Note: Hinkle uses different symbols for the dependent situation than for the independent situation to emphasize the difference.

Suppose a teacher wonders if there is a statistical difference between two pages of a test after noting similar means and standard deviations for the pages and decides to do a matched pair test.
Page 3 Page 4diff d2
20 17 3 9
23 21 2 4
17 27 -10 100
21 17 4 16
17 17 0 0
16 19 -3 9
9 19 -10 100
11 11 0 0
13 13 0 0
--- --- --- ---
n=9 so 147/9=16.3 is the mean for page 3 and 161/9=17.9 is the mean for page 4. The estimated standard error of the difference is (sqrt((238-196/9)/8)/3=5.20/3=1.73 which results in a t statistic of -1.56/1.73=-0.90. So we fail to reject any reasonable hypothesis of a difference. That difference might be caused by different content (Chapter 6 vs Chapter 7), different testing methods (essay and computational vs multiple choice and true/false), student study patterns, but we can't identify any difference, let alone ascribe a cause to it.

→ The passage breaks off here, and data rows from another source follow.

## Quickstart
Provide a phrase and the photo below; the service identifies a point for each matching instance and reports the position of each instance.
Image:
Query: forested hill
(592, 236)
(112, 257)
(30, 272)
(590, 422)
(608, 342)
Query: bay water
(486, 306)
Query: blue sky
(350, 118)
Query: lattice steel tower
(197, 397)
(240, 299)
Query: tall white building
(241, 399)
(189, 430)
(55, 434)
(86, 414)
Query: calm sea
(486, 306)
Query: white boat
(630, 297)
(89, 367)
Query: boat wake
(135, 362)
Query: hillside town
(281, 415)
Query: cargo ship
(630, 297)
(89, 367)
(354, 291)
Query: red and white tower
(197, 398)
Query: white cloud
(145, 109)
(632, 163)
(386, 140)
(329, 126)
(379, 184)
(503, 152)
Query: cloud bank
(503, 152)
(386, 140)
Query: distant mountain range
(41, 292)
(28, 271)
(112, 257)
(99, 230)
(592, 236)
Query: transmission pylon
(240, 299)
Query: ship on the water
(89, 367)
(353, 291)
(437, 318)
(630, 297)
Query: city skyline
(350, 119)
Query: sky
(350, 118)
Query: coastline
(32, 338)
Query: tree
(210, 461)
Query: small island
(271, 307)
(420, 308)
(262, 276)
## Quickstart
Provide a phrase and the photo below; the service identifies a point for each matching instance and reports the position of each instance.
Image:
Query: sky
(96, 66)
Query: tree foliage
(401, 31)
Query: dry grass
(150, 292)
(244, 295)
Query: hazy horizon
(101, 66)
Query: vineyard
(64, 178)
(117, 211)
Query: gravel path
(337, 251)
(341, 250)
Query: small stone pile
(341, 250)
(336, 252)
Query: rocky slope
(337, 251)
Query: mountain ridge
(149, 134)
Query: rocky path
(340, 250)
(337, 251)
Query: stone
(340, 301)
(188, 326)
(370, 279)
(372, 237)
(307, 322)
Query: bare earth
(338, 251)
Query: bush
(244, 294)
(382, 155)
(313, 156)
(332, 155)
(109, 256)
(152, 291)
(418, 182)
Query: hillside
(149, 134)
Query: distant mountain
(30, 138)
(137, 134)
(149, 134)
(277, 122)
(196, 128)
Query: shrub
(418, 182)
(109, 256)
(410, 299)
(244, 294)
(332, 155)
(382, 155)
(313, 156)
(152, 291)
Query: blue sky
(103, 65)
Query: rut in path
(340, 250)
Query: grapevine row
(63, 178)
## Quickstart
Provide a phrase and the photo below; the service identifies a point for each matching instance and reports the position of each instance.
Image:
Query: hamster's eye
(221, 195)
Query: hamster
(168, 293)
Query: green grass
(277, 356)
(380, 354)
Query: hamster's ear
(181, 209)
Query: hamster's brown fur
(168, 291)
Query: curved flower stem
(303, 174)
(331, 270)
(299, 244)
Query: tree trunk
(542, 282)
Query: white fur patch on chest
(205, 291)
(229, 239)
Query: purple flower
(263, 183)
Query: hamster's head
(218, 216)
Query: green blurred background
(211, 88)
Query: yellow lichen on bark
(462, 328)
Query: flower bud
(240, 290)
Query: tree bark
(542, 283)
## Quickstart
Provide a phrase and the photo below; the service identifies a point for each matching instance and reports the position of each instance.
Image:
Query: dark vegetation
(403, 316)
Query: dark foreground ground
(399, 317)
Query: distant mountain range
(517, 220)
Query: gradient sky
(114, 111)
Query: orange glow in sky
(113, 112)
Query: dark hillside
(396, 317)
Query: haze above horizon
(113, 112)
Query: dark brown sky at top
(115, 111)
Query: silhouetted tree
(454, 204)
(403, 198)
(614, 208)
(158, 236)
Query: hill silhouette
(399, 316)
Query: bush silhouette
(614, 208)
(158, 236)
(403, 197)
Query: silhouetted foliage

HT two-sample, other statistics

Hinkle Chapter 12 deals with testing for equal correlation coefficients in two independent samples. The Fisher z transformation is again necessary. It also deals with testing for equal proportion both in two independent samples and two dependent samples. It concludes with a followup of the assumption of homogeneity of variance for the test of no mean difference in two independent samples. This can be important if pooling for the variance is to be done.